Q2. 市販の塗り薬や西洋薬と併用しても問題ありませんか?

自己判断での併用は避けてください。
漢方薬と西洋薬、あるいは他の薬を一緒に服用すると、成分が重複して作用が強く出すぎたり、予期せぬ副作用を招いたりする可能性があります。

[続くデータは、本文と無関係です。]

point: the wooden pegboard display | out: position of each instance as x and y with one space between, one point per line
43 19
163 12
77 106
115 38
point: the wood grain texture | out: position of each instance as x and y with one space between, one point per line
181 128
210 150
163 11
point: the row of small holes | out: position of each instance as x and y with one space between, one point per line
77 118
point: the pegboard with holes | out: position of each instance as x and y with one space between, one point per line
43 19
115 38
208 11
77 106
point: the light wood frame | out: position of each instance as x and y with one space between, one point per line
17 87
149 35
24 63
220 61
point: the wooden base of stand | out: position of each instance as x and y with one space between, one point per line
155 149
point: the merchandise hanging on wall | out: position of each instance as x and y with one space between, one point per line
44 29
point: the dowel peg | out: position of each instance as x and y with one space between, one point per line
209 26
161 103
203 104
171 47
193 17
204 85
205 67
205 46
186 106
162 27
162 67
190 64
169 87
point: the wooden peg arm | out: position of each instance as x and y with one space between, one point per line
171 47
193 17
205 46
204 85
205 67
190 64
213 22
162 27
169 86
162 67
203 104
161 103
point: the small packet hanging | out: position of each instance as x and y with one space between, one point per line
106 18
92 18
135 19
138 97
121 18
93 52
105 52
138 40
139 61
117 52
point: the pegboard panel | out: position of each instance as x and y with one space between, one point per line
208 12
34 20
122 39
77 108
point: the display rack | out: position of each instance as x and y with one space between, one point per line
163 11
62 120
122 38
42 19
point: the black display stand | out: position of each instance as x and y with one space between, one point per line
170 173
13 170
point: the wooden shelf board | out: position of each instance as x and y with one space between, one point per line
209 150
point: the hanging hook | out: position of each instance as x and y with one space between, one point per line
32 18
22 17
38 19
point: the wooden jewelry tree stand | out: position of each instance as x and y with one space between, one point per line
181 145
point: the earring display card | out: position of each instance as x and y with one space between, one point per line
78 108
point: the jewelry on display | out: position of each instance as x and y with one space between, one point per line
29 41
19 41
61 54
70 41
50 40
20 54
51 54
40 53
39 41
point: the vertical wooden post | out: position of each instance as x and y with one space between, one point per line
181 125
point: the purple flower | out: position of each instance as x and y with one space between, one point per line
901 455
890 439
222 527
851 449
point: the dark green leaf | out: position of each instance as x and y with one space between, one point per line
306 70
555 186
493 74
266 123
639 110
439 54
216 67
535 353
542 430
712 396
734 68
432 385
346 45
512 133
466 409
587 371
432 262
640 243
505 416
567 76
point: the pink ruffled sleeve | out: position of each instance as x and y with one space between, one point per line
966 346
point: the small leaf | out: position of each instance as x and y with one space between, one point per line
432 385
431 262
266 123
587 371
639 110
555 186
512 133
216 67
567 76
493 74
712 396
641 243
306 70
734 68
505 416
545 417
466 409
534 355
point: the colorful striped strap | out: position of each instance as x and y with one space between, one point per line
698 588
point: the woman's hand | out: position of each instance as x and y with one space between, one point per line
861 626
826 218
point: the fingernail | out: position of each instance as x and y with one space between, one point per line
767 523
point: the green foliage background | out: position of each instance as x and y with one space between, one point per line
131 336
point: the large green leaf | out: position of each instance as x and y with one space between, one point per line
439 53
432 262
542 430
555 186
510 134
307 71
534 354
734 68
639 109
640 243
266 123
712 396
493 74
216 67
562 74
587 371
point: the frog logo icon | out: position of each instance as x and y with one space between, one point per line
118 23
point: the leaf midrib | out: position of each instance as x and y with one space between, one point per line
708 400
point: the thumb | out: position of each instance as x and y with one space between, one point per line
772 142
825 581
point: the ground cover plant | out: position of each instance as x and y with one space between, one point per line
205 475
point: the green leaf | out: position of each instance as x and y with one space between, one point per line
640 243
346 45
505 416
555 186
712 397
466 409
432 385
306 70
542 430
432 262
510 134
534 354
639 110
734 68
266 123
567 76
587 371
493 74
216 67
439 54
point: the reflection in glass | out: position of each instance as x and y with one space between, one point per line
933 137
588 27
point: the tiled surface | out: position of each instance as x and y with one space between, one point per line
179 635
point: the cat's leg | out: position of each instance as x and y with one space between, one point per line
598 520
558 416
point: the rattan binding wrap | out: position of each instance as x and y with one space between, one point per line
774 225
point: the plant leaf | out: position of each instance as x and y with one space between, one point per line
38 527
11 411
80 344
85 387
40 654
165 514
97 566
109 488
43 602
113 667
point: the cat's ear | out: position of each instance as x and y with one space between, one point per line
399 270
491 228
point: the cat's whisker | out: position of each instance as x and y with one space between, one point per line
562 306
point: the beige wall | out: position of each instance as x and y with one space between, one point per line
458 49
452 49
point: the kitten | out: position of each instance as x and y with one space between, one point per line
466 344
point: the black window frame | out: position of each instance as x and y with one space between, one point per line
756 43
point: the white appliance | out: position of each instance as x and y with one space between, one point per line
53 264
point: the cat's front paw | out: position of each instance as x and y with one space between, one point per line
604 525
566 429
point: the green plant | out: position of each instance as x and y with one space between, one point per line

特に、便秘薬や血圧の薬などを服用している場合は注意が必要です。
薬を併用したい場合は、必ず医師や薬剤師、登録販売者に相談してください。

Q3. 漢方薬を飲む以外に、日常生活でできるセルフケアはありますか?

食物繊維の多い食事や水分摂取を心がけ、便通を整えることが痔の改善の基本です。
また、長時間同じ姿勢でいることを避け、適度な運動で血行を促進しましょう。

体を冷やさないように入浴で温めたり、排便後は強く拭かずに優しく洗浄したりすることも大切です。
これらのセルフケアを漢方薬と組み合わせることで、より効果的な改善が期待できます。

まとめ

いぼ痔の改善には、体の内側からアプローチする漢方薬が有効な選択肢となります。
代表的な「乙字湯」をはじめ、症状や体質に合わせて「桃核承気湯」や「桂枝茯苓丸」などを使い分けることが重要です。
市販薬も多数ありますが、服用する際はまず1ヶ月を目安に効果を確認し、改善が見られない、あるいは悪化する場合には専門医の受診が必要です。

まれに、痔ろうのように手術が必要なケースもあるため、自己判断で長期間放置することは避けてください。
生活習慣の見直しと並行して、自分に合った漢方薬を上手に活用し、つらい症状の改善を目指しましょう。